According to an interview posted by The Epelepsy Foundation: "Glover said that he had developed epilepsy at the age of 15, and in one cross-country trip with his family had experienced six seizures in a row.

He also described how, as a young actor, he had faced the possibility of having a seizure on stage and how he developed a way of concentrating so that seizures wouldn't happen.

In one case he felt he had kept the seizure at bay until he was safely off the stage.

Finally, he added, the seizures went away and he no longer has them."

http://www.epilepsyfoundation.org/epilepsyusa/glover.cfm
 
Cool! Just wish that kind of info was more widely known....might make those newly diagnosed not despair so much.
 
I know Danny Glover to be a flaming liberal - so if it takes that to become seizure free, I am willing to switch sides!?!

Just a little humor there!!:roflmao:
 
I heard that Prince (or the artist formerly known as prince) had E when he was young, and then supposedly he went to his mother one day after a really bad almost deadly seizure, and said an angel visited him, and said that he wont have any more seizures. And he never did....
 
I wonder how someone on meds that are controlling seizures will know if the seizures stop. Do they just stop the meds and wait to see what happens?
 
I wonder how someone on meds that are controlling seizures will know if the seizures stop. Do they just stop the meds and wait to see what happens?

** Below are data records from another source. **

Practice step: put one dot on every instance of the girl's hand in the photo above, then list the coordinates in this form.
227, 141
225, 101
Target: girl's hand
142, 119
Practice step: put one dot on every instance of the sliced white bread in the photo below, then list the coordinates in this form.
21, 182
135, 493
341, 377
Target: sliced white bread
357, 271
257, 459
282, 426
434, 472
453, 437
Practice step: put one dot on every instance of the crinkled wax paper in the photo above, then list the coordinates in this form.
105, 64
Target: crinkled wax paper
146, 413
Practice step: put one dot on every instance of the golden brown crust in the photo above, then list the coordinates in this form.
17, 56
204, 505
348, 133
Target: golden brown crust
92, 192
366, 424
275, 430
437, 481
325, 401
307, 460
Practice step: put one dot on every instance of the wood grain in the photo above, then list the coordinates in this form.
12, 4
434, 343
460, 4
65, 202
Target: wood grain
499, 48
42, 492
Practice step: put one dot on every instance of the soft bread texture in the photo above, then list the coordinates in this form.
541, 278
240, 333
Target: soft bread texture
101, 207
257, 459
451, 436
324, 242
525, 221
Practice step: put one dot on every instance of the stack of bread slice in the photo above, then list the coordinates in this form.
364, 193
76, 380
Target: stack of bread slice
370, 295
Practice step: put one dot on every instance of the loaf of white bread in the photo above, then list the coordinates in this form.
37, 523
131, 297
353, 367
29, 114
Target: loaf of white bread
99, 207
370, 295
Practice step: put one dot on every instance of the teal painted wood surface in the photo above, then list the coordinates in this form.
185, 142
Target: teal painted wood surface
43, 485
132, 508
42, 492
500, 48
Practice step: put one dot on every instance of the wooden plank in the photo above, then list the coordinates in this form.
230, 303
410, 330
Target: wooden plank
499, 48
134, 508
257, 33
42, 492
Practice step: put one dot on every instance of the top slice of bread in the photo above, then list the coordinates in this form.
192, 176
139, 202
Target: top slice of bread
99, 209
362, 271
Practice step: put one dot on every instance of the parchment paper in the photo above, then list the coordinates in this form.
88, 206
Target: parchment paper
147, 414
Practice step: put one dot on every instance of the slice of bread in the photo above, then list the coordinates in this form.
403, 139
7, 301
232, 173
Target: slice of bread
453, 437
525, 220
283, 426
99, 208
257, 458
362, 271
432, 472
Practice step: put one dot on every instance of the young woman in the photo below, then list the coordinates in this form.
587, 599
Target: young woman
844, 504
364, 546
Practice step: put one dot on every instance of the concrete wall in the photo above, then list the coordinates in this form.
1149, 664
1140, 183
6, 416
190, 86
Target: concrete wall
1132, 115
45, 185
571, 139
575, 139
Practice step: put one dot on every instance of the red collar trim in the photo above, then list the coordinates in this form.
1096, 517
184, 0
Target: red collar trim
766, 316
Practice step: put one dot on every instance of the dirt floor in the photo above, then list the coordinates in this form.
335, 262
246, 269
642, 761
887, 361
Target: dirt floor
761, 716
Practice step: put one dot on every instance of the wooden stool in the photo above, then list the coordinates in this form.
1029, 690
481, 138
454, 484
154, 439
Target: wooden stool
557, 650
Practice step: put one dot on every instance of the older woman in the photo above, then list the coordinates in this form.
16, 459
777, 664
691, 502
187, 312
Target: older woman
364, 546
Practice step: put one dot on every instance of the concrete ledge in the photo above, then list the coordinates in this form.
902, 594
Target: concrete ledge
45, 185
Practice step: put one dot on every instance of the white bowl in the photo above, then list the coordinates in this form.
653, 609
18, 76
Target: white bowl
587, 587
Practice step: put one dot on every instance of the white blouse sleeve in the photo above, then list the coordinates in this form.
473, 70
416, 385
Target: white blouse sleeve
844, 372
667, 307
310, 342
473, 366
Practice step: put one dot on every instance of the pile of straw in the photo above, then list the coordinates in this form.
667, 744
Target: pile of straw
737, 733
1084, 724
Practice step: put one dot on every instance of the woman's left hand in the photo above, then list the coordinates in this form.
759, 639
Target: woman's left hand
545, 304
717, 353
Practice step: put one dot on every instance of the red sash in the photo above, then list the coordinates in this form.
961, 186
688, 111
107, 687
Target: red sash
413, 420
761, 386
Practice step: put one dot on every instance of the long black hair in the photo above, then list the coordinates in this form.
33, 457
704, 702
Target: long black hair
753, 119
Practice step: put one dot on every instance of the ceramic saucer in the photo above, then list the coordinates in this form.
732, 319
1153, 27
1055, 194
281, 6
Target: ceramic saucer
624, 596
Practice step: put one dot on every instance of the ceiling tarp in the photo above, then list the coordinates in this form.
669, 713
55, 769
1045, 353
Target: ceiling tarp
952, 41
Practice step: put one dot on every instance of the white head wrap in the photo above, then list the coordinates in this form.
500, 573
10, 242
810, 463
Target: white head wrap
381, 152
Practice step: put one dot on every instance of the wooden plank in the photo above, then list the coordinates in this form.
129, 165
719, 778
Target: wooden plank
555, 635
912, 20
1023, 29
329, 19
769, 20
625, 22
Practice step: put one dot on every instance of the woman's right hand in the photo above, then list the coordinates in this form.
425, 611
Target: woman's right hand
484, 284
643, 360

My understanding is that they keep you on meds for about a year with no seizures (sometimes longer, sometimes shorter) then slowly try to taper them off and see if that triggers a seizure or not.
 
I tried that experiment when I was in my twenties. I went off my medication thinking I was young and healthy and did not need it. Three days later I had an awful seizure, wet the bed and threw up. I spent 5 days in bed. That was the end of that experiment. :rock:
 
Sounds like that's not a good thing to do. I guess if the meds are controlling the seizures we keep taking them and never know if the seizures stop. I'm reluctant to try an alternative treatment for that reason - I think you'd have to stop the meds to know if it works.